Impôt minimum mondial et environnement au menu du G7 Finances à Londres

  • Environnement, aide aux pays en développement et vaccins seront au menu de la réunion du G7 Finances qui s'ouvre à Londres vendredi, aux côtés du projet d'impôt minimal mondial ravivé par l'administration du président américain Joe Biden
  • C'est la première fois depuis le début de la pandémie que les ministres des Finances des sept grandes puissances se retrouvent en personne, et cette réunion précède le G7 des chefs d'Etat dans les Cornouailles la semaine suivante

LONDRES: Environnement, aide aux pays en développement et vaccins seront au menu de la réunion du G7 Finances qui s'ouvre à Londres vendredi, aux côtés du projet d'impôt minimal mondial ravivé par l'administration du président américain Joe Biden.

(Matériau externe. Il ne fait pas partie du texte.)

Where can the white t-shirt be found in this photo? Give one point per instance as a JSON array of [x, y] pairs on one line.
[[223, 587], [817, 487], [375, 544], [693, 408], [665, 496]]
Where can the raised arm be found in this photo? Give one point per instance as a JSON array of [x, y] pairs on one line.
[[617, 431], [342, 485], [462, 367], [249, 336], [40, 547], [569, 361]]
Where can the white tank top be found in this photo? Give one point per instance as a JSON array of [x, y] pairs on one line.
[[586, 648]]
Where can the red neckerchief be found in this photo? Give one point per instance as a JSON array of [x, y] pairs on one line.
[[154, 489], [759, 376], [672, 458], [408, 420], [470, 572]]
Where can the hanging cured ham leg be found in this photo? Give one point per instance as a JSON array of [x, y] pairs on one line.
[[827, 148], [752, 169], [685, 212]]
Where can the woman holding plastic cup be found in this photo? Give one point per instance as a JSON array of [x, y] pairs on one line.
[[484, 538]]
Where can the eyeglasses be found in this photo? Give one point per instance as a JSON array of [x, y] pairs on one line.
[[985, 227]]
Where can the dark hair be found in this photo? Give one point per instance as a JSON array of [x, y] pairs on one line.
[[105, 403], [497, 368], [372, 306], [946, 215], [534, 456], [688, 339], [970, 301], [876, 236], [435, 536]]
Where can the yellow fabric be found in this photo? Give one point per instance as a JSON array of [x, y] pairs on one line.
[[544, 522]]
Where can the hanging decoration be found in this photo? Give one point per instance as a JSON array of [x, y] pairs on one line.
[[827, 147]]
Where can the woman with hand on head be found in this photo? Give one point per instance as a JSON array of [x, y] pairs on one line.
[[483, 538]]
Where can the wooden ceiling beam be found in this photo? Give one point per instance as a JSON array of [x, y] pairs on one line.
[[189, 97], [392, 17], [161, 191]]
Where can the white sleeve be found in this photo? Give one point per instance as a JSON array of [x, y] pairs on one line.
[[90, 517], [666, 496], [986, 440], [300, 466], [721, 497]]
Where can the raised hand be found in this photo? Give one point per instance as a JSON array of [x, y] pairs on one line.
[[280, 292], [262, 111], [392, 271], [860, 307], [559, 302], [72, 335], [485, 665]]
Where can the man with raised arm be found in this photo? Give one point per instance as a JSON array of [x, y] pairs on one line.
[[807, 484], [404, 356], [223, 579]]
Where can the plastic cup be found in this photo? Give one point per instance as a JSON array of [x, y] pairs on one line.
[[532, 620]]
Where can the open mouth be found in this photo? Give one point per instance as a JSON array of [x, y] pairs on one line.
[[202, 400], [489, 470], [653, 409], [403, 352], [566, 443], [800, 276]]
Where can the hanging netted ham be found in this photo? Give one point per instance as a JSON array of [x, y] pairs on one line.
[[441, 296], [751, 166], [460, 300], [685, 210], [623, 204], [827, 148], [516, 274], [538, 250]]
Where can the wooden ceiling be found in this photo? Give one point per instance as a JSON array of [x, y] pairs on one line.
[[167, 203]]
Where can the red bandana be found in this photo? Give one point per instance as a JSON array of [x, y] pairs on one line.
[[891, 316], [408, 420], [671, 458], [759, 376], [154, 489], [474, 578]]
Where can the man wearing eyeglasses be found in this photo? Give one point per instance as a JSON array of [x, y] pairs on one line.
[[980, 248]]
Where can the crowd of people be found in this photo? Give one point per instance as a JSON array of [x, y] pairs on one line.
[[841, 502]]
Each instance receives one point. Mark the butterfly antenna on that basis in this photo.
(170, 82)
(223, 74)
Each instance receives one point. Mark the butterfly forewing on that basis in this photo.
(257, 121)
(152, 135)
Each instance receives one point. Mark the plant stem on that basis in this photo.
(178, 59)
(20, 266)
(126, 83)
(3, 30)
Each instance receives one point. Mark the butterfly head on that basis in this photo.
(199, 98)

C'est la première fois depuis le début de la pandémie que les ministres des Finances des sept grandes puissances se retrouvent en personne, et cette réunion précède le G7 des chefs d'Etat dans les Cornouailles (sud-ouest de l'Angleterre) la semaine suivante.

La question d'un impôt minimum mondial, premier "pilier" d'une vaste réforme fiscale portée par l'OCDE, tiendra le haut du pavé, avec en deuxième volet la possibilité de taxer les profits des grandes multinationales, notamment les géants du numérique, là où elles réalisent leur profits et non plus seulement là où elles sont enregistrées.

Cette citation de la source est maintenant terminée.